G3 Telecom
- Industry: Telecommunications
- Founded: 1999
- Area served: Canada United States
- Products: Long Distance VoIP Home Phone International Roaming
- Website: G3 Telecom Official Web Page

= G3 Telecom =

Communications company in Canada

G3 Telecom is a telecommunications company based in Toronto. Established in 1999, it is a facilities-based telecommunications reseller registered with the Canadian Radio-television and Telecommunications Commission and U.S. Federal Communications Commission and serves customers in both countries with over 3 million calls processed monthly. It offers long distance, Voice over IP (VoIP) home phone, and an alternative international roaming service which is being offered under the sub-brand G3 Wireless. G3 Telecom is registered with the Better Business Bureau where it currently maintains an A+ rating.

In 2011, the company launched the SmartDialer app for Android, iOS and BlackBerry. Their free mobile app allows users to access G3's discount long distance rates directly from their mobile device's contact list.

The company introduced G3 Wireless in 2012, a North American and global wireless roaming service that is fully enabled for voice, SMS and data connectivity. The main product that they sell is the Global SIM Starter Pack. This retails for $29.95 and includes $10 of free airtime with free incoming text messages and free shipping.
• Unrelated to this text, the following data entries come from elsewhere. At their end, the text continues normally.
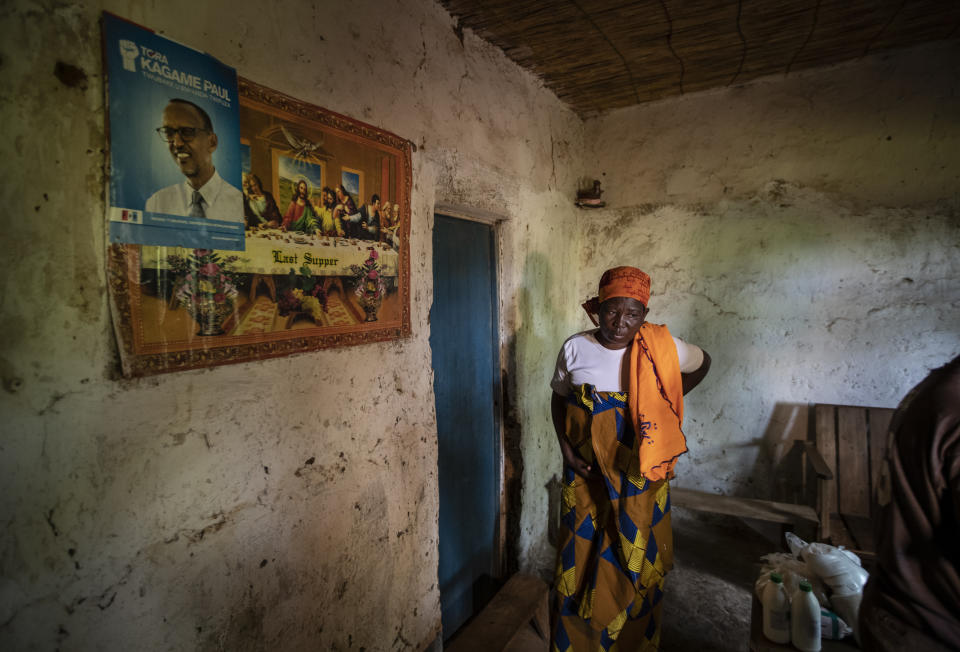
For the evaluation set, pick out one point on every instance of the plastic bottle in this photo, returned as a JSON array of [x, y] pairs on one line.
[[805, 619], [776, 610]]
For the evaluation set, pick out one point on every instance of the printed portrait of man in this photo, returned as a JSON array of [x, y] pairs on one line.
[[191, 139]]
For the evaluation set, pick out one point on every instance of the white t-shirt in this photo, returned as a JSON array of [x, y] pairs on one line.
[[583, 359]]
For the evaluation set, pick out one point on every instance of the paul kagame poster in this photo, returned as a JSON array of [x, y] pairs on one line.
[[175, 150]]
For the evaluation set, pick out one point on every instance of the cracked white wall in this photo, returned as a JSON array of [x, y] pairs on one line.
[[284, 504]]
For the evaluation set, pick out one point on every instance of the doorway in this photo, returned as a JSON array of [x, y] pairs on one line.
[[464, 341]]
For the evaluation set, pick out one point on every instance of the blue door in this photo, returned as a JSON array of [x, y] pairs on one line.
[[463, 339]]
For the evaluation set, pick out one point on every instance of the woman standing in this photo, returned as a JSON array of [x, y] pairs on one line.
[[259, 208], [300, 215], [617, 409]]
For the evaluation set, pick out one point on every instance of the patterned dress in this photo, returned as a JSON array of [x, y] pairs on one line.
[[616, 542]]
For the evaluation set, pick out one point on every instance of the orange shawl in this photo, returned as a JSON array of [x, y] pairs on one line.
[[655, 401]]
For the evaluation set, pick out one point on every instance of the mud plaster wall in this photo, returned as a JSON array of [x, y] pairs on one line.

==Mergers and Strategic Partnerships==
G3 Telecom entered into an agreement with Telehop to sell its business services unit (PBX) in April 2013.

In December 2013, Telehop Communications Inc. (TSX-V: HOP) announced its expansion into Wireless Services by signing a Letter of Intent to acquire G3 Telecom’s businesses in the United States and the Philippines, as well as wireless telecommunications licenses for Huntsville, Dawson Creek, British Columbia and Ontario. Mr. Rajan Arora, the CEO of G3, will join the board of Telehop on completion of the acquisition.

In May 2014, Telehop Communications Inc. acquired the business assets of iRoam Mobile Solutions Inc., a Canadian company that operates under the iRoam and Brightroam brands in North America. The company provides global cellular phone communications services, SIM cards, roaming devices and worldwide Wi-Fi roaming solutions that are sold directly and through distributors for use around the world. In line with the acquisition, G3 Wireless and Brightroam will form part of iRoam's consumer branding.

==Products and services==

===Long Distance===

G3's long-distance retail offerings cover access dial, direct dial, calling cards, and 1010 dial around service under the brand 10-10-ALO (ALO Telecom). Alternatively, they provide origination, termination and re-billing services to their wholesale clients.

===VoIP - Voice over Internet Protocol===

G3 operates a carrier grade Class 5 local switch and offers full VoIP telephone services to residential and business users. The company offers a fully featured home phone line with voice mail, call forwarding, call waiting, caller ID, and other features.

===Cellular roaming===

The G3 SIM card is a roaming SIM that comes with a US or Canadian phone number and in convertible standard/micro and nanoSIM forms that can be used with unlocked GSM mobile phones.

==Alliances==
G3 Telecom has partnered with network providers such as 02 (Telefónica Europe), T-Mobile, Vodafone, Orange S.A., Digicel, and Movistar.